Page MenuHomePhabricator

Investigate using blazegraph for deep category searching / returning of results
Closed, ResolvedPublic

Description

The good folks at WMDE have been working on a method of searching for and returning sub categories when a user requests it via special search.

We'd like to investigate if using Blazegraph would be a good method of use to implement this in production. It would probably be an extension into CirrusSearch (of some sort) to allow for searching (and returning results from) sub-categories when the main category is searched on, when using the advanced search functionality.

We'd also need to look into how to update the categories on some sort of regular basis, automatically.

This was discussed at the Vienna Hackathon 2017.

Event Timeline

Searching in subcategories is very likely to expose strange and unintended results to users due to the counterintuitive structure of categories. I gave a more detailed explanation of why this is in T160234#3117759. It's worth spending some time thinking about whether investigating technical solutions is worth it, given that the results from such a search may be polluted with irrelevant results.

https://petscan.wmflabs.org/ offers a related service right now. The sweet spot for category recursion seems to be 8 levels deep. Less deep: Missing results, deeper: all sorts of strange results.

Search has always worked with messy data as opposed to query where you work with structured data. This is a solvable search problem.

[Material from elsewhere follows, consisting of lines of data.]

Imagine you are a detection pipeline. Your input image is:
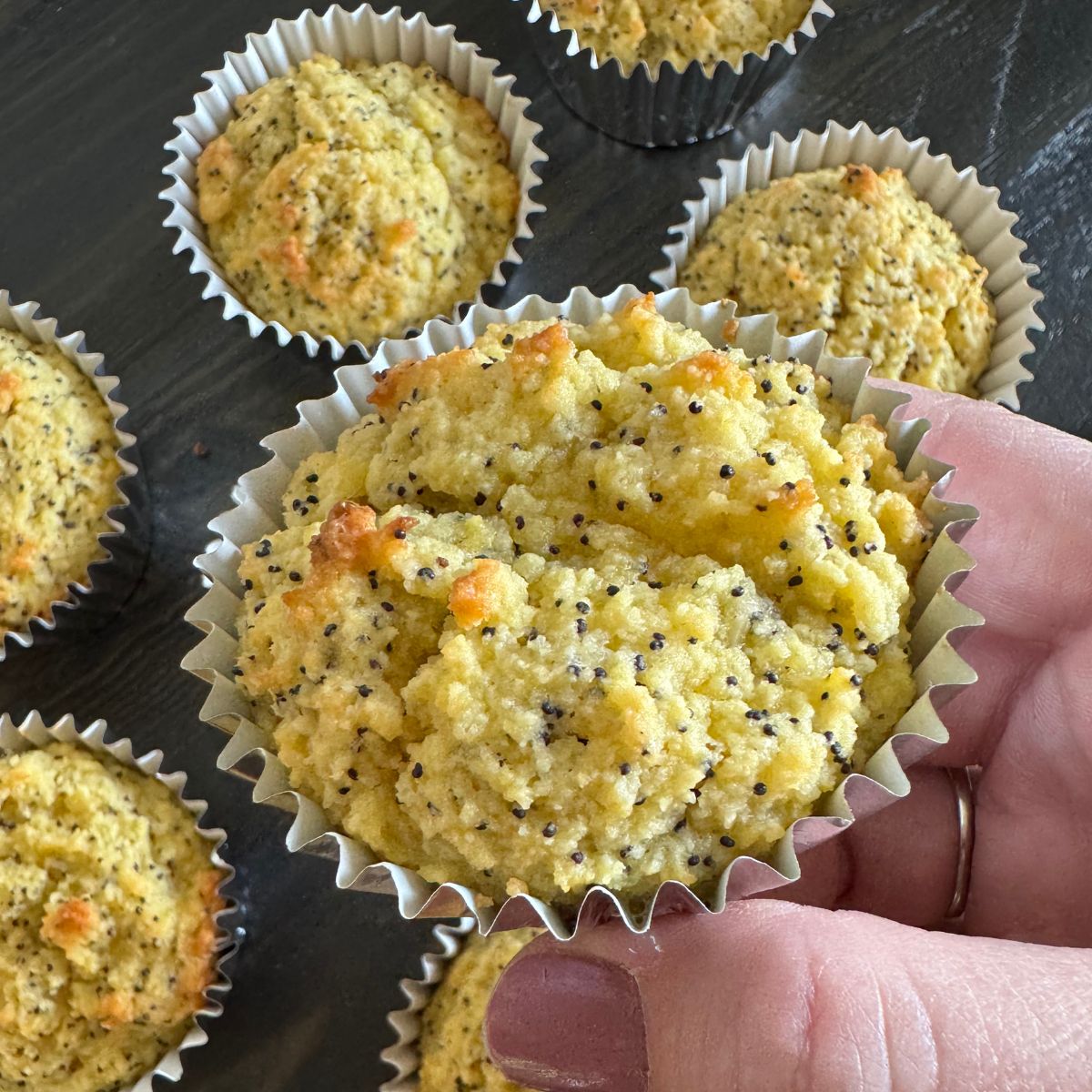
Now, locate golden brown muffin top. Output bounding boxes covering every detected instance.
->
[197,55,519,344]
[237,297,930,900]
[0,743,222,1092]
[541,0,812,72]
[679,165,997,394]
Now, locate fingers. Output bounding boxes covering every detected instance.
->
[486,901,1092,1092]
[886,384,1092,642]
[770,766,959,928]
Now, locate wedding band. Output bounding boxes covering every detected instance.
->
[945,765,974,921]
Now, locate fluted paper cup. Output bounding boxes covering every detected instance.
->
[651,121,1043,410]
[0,288,136,662]
[0,711,238,1092]
[513,0,834,147]
[379,917,475,1092]
[159,5,547,360]
[182,285,981,939]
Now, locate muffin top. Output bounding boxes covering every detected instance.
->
[197,55,519,343]
[236,296,930,901]
[541,0,812,72]
[0,329,119,633]
[417,929,540,1092]
[0,743,220,1092]
[679,165,997,394]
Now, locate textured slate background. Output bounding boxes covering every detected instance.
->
[0,0,1092,1092]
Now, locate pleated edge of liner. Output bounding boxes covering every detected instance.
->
[514,0,836,86]
[379,917,476,1092]
[159,4,550,361]
[0,710,239,1092]
[0,288,137,662]
[181,285,982,940]
[649,120,1046,410]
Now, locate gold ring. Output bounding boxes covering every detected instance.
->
[945,765,974,921]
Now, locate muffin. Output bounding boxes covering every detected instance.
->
[417,929,540,1092]
[197,55,520,344]
[541,0,812,72]
[679,165,997,394]
[235,296,930,905]
[0,329,120,634]
[0,743,220,1092]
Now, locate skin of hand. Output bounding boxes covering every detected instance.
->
[486,384,1092,1092]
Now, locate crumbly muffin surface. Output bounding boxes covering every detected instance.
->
[236,296,929,900]
[419,929,541,1092]
[0,329,119,633]
[541,0,812,72]
[679,165,997,394]
[197,56,519,344]
[0,743,219,1092]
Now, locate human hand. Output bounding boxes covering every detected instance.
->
[486,389,1092,1092]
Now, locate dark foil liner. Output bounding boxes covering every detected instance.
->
[513,0,834,147]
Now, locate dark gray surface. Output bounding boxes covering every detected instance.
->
[0,0,1092,1092]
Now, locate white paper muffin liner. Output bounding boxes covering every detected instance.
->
[0,711,238,1092]
[651,121,1044,410]
[514,0,834,147]
[159,5,547,360]
[379,917,475,1092]
[0,288,136,662]
[182,285,982,939]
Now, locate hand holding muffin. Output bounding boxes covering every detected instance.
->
[487,391,1092,1092]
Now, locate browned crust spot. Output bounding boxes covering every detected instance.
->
[178,868,224,1014]
[842,163,886,204]
[39,899,98,954]
[448,557,503,629]
[383,219,417,262]
[368,349,475,414]
[672,349,754,399]
[0,371,18,413]
[508,321,573,378]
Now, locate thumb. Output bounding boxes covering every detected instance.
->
[486,900,1092,1092]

Would it be available for non-search functionality as well? Filtering change lists by category is something patrollers want very much.

This is something that we'll need @Smalyshev to take a look at, moving to Up Next in the board.

Would it be available for non-search functionality as well?

Probably yes, but not sure how exactly this will work. More details will follow in coming weeks.

Change 327862 had a related patch set uploaded (by EBernhardson; owner: Smalyshev):
[mediawiki/core@master] Produce RDF dump of all categories and subcategories in a wiki.

https://gerrit.wikimedia.org/r/327862

Stas recently announced that the category tree of a few wikis are now available as RDF dump and in Wikidata Query Service. More documentation is at:
https://www.mediawiki.org/wiki/Wikidata_query_service/Categories

deepcat: ор deepcategory: are the keywords for CirrusSearch, now merged.

Great! Will it be deployed with the train next week then?

I think the 1.31.0-wmf21 was cut just before this was merged so this will go to production wikis next week and when the config https://gerrit.wikimedia.org/r/#/c/410242/ is deployed. Earliest would be Friday 23 if we swat the config on Thursday evening.

We can deploy the config anytime, it doesn't do anything without the code. I'll put it into the next SWAT.

@Smalyshev I tried the keyword again today, and it is recognized, but the results seem to be exactly the same as the incategory search.
E.g. deepcategory:"Telekommunikation (Deutschland)" results in its 37 direct subpages, but none of the pages in the subcategories.

@Lea_WMDE I think the category download is broken now T188293: Categories download is broken, due to some URL changes that happened without my knowledge and broke some scripts. I'll fix it and re-test.